La semana pasada tuve el placer de asistir al Congreso Nacional de Dolor y Fisioterapia celebrado en Madrid. Un evento que congregó a profesionales de primer nivel organizado por el Colegio de Fisioterapeutas de la Comunidad de Madrid, y del que me llevo interesantes reflexiones y aprendizajes desde el punto de vista científico sanitario.
Una constante se repite siempre en muchas de las ponencias:
La persona llega al profesional por un dolor que, aunque a veces pueda ser producto de un hecho puntual, en la mayoría de los casos es la consecuencia de unos hábitos de vida determinados que desencadenan todo tipo de respuestas a nivel físico.
El cuerpo como expresión de lo que nos pasa por dentro, tanto a nivel físico como mental y emocional. Esto es lo que disciplinas como el yoga tienen muy en cuenta a la hora de desarrollar su práctica.
Los profesionales sanitarios lo tienen muy claro; en la gran mayoría de los casos es fundamental recomendar actividad física frecuente. Pero la pregunta que debemos plantearnos es: ¿qué actividad física es la que necesito realmente? No cualquiera vale si mi objetivo, más allá de “moverme un poco” o “machacarme”, es recuperar al cuerpo de determinadas dolencias o contrarrestar los malos hábitos posturales del día a día manteniéndolo sano y en movimiento a lo largo de muchos años, evitando lesiones de cualquier tipo.
Por eso el yoga funciona tan bien por sí mismo, como principal actividad física, o como complemento de otras.
Yoga es una de las actividades más recomendadas por su gran contribución al bienestar integral de la persona y ya existen muchos estudios científicos que lo avalan.
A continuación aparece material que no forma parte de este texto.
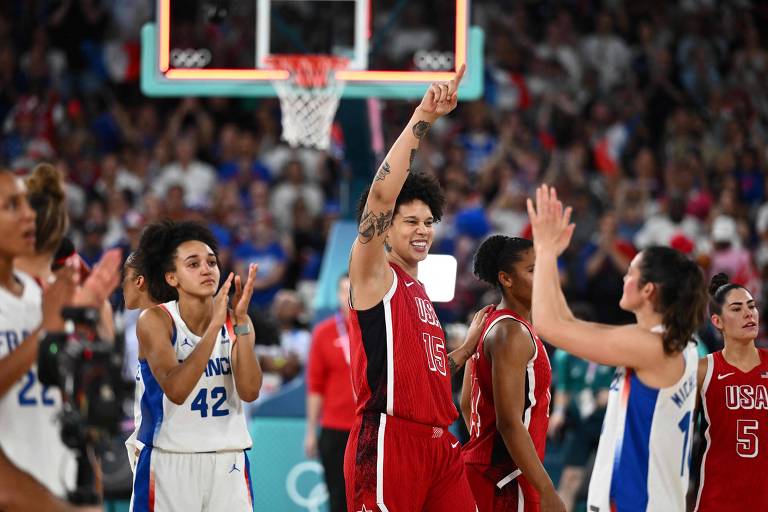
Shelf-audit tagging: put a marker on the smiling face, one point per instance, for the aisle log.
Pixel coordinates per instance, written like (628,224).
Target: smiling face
(412,231)
(739,319)
(635,294)
(196,270)
(17,218)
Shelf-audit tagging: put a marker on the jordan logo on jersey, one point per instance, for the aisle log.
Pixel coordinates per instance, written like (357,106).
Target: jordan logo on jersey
(684,391)
(426,312)
(746,397)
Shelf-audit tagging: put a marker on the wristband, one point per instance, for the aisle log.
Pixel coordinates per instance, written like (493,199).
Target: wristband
(242,329)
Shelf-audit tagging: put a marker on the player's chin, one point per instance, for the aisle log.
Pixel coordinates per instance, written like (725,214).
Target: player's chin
(419,254)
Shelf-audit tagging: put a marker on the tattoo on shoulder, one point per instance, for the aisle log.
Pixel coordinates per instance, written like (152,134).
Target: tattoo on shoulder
(382,172)
(411,159)
(420,129)
(453,366)
(373,224)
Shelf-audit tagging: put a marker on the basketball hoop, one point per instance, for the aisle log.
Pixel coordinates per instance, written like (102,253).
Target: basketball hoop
(309,97)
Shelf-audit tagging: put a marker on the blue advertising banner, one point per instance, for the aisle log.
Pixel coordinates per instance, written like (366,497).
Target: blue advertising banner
(283,478)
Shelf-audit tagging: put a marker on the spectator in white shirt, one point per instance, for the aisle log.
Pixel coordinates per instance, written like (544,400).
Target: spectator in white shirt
(197,178)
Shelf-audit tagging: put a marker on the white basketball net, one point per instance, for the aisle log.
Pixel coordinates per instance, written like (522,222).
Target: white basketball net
(308,98)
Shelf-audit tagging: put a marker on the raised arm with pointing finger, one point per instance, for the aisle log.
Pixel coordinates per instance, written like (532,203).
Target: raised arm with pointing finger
(401,372)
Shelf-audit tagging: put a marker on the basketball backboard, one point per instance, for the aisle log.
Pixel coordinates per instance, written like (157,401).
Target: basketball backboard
(395,47)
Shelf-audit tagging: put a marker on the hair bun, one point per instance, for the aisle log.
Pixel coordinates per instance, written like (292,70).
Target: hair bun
(717,281)
(486,258)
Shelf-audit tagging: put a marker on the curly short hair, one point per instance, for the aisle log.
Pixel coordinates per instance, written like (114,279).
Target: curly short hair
(157,248)
(418,185)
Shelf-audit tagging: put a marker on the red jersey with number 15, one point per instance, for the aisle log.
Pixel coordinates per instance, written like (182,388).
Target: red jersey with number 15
(398,356)
(486,446)
(735,463)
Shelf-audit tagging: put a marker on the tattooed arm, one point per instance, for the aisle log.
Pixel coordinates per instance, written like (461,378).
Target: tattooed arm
(369,273)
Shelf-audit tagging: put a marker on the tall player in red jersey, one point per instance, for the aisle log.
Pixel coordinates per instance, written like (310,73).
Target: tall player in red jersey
(400,456)
(505,398)
(733,387)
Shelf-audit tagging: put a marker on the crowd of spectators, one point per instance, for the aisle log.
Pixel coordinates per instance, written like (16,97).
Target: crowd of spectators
(651,119)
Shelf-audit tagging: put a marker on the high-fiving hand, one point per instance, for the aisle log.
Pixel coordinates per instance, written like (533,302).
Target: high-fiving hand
(442,97)
(552,227)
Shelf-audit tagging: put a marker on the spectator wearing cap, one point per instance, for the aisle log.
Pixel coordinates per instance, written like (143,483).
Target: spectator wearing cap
(262,247)
(602,263)
(730,256)
(670,224)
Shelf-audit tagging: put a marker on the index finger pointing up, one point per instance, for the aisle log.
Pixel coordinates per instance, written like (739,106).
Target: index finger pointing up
(453,85)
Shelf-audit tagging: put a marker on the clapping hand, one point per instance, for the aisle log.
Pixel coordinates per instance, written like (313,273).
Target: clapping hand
(243,294)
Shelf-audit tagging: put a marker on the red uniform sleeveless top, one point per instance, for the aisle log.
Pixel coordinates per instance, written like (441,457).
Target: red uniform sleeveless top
(486,446)
(398,356)
(735,463)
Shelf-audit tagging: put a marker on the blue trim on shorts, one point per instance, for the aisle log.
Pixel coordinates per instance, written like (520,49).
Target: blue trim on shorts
(141,482)
(248,476)
(151,406)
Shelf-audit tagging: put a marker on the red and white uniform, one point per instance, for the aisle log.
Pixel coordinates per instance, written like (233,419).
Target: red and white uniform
(400,455)
(735,463)
(495,478)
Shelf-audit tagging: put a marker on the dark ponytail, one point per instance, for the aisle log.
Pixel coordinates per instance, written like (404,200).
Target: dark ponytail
(719,288)
(682,296)
(498,253)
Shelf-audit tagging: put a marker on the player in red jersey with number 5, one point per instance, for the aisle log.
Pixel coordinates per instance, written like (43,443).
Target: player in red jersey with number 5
(505,399)
(733,387)
(400,456)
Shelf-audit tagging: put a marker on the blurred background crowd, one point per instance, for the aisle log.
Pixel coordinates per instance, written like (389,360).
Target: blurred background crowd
(651,118)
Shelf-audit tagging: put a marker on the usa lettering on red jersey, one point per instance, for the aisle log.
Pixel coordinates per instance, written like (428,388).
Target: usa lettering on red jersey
(398,356)
(735,461)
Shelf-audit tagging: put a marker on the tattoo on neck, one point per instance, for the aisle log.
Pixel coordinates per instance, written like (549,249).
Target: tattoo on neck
(373,224)
(452,365)
(383,171)
(420,129)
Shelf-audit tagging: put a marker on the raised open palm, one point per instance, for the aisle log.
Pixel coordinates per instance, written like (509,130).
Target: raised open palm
(552,227)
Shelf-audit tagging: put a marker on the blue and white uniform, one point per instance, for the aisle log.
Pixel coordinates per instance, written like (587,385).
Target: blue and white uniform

Un yoga basado en la consciencia del movimiento y la respiración, cuyas sesiones incidan en determinados grupos musculares y articulares, trabajando fuerza, flexibilidad, equilibrio, etc, de manera saludable, y con el objetivo de ir reeducando al cuerpo para que descubra todas sus posibilidades.
Gracias a Aurora Araujo, Raúl Ferrer y Margarita Ruiz por brindarme la oportunidad de compartir esta experiencia con vosotros.